At a coral reef, creatures are minding their own business. Beyond the reef, a cuttlefish is eating crabs. After that, garden eels and razorfish act really smooth. After that, spider crabs start war. Meanwhile, humpback whales, blue whales, sunfish, blue sharks, sperm whales and whale sharks migrate. Then a bunch of spinner dolphins, yellowfin tuna, and manta rays swim for a long time. Far away, an Asian sheepshead wrasse is mating. Miles away, a sea otter is smashing clams. In Alaska, the humpback whales have made it to the feeding grounds. The scene cuts to netted sea animals including tuna, whale sharks, sailfish, sea turtles, and sunfish. Along the way, a fishing boat has a hard time fighting the waves. Then a satellite shows the trash in the ocean. Underwater, tons of trash is destroying a fur seal's home. The scene cuts to the 2 polar regions, Arctic and Antarctica. Then, divers are discovering the ocean, and one of them swims with a great white shark. At the end, the narrator says "we shouldn't ask what exactly is the ocean, we should ask what exactly are we".

== Production ==
=== Filming ===
The documentary was produced in collaboration with scientists from the Census of Marine Life and employed technologies including stabilized cameras for rough seas, an electric mini-helicopter to approach and film marine animals without noise, and submerged cameras both towed and on poles over the side of vessels, resulting in film of over 200 species at more than 50 global locations.

== Release ==
The film was released in France on January 24, 2010, by Pathé Distribution. Pathé also handled international sales for the film.

== Music ==
Demi Lovato and Joe Jonas recorded a special duet for Disney's North American release titled, "Make a Wave". The documentary was accompanied by a score composed by Bruno Coulais, performed by the Paris Philharmonic Orchestra. The score features Coulais' trademark instrumentation and musical style, combining solo players, electronic enhancement effects and other unusual musical elements. Three themes are featured within the score, one of them adapted into a song entitled "Océan Will Be".

"Sailing My Life", sung by Ayaka Hirahara and Fujisawa Norisama, is the theme song for the Japanese version.

== Reception ==
The film has received positive reviews from critics. At the review aggregation website Rotten Tomatoes, the film has received an 81% fresh rating from overall critics from 62 reviews. Its consensus states: "Oceans adds another visually stunning chapter to the Disney Nature library". Another review aggregator, Metacritic, gave the film an average score of 79% based on 20 reviews. The world version of the film received much more praise than the US and Canada version.

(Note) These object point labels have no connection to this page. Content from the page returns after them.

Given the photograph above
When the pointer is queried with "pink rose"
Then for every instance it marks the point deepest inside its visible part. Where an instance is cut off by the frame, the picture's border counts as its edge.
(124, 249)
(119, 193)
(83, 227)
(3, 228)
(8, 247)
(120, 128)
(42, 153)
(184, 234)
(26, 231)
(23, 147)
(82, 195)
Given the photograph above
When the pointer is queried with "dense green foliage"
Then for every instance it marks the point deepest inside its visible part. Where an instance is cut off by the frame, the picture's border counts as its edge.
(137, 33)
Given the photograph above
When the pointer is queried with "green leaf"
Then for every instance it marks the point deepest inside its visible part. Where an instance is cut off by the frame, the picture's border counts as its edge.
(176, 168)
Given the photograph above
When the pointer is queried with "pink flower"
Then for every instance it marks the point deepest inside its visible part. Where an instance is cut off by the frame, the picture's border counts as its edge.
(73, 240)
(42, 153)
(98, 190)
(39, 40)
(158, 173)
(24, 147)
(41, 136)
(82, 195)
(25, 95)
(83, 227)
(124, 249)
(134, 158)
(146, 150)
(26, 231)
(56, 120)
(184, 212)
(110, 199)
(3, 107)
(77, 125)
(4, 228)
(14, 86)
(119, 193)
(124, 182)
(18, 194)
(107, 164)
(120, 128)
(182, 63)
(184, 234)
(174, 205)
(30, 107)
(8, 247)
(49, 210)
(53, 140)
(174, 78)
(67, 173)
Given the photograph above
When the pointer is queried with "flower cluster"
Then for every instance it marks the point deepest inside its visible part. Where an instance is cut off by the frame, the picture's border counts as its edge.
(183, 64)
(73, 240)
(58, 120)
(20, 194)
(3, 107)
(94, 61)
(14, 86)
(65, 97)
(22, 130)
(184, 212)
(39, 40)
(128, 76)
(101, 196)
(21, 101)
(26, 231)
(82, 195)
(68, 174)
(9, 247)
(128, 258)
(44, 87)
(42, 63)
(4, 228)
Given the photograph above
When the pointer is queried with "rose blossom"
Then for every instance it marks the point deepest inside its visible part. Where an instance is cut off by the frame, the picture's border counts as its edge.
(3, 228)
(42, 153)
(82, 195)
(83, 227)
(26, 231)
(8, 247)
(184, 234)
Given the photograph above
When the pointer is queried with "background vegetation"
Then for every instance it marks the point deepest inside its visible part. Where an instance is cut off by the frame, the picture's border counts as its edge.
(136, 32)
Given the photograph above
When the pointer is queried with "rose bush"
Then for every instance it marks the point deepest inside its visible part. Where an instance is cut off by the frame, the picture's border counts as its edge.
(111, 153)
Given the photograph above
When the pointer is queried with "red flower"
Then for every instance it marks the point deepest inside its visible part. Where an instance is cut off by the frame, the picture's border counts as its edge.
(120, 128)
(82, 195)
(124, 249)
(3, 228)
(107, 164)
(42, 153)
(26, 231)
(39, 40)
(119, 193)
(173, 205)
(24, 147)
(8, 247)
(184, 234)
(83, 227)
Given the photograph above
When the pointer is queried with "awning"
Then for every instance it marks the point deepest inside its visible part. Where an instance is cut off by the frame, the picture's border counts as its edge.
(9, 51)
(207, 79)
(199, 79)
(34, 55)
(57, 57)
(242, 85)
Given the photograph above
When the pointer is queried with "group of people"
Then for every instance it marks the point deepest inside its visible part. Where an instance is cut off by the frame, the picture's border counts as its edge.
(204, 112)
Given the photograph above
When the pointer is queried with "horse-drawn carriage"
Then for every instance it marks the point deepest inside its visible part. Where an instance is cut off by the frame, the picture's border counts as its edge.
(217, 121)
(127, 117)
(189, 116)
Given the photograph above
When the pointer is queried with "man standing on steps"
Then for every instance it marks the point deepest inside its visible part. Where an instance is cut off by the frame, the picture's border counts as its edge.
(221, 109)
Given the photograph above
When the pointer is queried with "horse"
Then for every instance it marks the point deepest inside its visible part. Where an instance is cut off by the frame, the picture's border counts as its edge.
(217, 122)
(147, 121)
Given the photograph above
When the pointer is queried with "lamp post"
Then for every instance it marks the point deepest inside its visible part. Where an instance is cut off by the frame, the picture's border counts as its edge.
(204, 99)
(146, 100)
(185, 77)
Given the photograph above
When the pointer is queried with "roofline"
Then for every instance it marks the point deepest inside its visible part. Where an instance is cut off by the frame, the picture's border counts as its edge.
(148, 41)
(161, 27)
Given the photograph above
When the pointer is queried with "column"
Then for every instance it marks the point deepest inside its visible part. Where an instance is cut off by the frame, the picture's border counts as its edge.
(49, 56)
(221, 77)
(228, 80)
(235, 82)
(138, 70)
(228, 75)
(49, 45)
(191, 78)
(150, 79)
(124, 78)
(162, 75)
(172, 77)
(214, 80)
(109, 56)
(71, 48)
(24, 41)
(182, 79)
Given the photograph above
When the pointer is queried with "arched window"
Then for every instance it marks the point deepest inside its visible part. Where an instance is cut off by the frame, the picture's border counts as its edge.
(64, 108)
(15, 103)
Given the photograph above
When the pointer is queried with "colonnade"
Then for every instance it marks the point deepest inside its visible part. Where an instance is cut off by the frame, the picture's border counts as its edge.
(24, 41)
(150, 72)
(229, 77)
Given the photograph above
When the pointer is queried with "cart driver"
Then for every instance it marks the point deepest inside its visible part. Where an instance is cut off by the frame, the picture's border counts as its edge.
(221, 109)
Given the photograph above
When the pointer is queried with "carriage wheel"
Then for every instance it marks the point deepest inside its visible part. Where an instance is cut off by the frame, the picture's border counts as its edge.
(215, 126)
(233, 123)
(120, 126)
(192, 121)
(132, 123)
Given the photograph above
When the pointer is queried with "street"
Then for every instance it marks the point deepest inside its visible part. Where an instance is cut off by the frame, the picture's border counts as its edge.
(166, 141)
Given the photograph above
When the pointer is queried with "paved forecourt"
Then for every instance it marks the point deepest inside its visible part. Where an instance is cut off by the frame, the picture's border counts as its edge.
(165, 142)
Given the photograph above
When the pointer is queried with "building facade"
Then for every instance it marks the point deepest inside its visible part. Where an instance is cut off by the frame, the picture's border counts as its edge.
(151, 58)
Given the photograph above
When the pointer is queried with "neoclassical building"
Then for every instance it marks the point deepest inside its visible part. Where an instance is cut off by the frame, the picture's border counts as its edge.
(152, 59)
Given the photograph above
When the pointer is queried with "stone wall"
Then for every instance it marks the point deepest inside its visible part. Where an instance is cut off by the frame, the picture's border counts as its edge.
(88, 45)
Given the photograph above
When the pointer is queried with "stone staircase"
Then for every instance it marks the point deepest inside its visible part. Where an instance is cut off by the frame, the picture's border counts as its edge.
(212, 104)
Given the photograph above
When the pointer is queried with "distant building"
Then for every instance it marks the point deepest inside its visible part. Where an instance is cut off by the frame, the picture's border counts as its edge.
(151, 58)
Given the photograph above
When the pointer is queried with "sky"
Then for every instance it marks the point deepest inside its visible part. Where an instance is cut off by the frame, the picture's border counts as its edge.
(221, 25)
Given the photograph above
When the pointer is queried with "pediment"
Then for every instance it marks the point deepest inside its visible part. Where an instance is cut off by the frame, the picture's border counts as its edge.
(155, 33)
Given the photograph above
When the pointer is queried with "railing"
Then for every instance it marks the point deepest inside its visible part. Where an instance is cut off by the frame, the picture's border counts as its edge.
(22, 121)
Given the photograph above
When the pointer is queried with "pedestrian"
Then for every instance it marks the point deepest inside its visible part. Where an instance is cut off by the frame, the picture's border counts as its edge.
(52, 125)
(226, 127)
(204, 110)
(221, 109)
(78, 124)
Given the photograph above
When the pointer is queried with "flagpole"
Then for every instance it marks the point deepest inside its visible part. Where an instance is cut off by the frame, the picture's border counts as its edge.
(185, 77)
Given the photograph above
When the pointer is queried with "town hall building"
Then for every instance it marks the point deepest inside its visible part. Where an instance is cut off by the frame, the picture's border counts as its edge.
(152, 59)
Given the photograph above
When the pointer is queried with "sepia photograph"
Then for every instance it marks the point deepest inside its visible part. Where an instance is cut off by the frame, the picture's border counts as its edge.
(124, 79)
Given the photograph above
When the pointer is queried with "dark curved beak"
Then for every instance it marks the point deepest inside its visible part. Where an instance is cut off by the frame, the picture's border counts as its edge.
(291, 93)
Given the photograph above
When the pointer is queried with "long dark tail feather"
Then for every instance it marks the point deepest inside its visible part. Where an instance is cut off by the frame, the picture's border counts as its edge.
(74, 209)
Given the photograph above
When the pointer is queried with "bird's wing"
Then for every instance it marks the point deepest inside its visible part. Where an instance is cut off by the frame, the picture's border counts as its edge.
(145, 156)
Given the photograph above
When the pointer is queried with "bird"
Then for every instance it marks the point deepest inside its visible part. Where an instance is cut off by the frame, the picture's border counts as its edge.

The film opened briefly at #1, grossing $2,466,530 from 1,206 theaters on opening day, an excellent number in documentary standards, despite being far from the opening day total of its predecessor, Earth. However, the film was overshadowed by its competition with The Back-Up Plan and The Losers as well as continued success from How to Train Your Dragon and Date Night. The film grossed $6 million over the Friday-Sunday period, reaching eighth place at the box office, and taking somewhat less than Earths $8.8 million, but taking more than March of the Penguins. It was the third highest-grossing opening for a documentary film. Despite grossing an additional $4 million over the week, the film collapsed 57% in its second weekend, a steeper drop than its predecessor, taking in $2.6 million from 1,210 theaters. The film earned an additional $2 million over the week and $1.6 million in its third weekend as well as expanding to 1,232 theaters and remaining in tenth place. The film was a disappointment at the United States box office as it closed on July 15, 2010 after only 85 days of release, earning $19,422,319 domestically, but the film earned $63,229,120 overseas for a total of $82,651,439 worldwide.

The film was released by Walt Disney Studios Home Entertainment on Blu-ray Disc and DVD on October 19, 2010.

==See also==
- French frigate Latouche-Tréville, shown during a storm.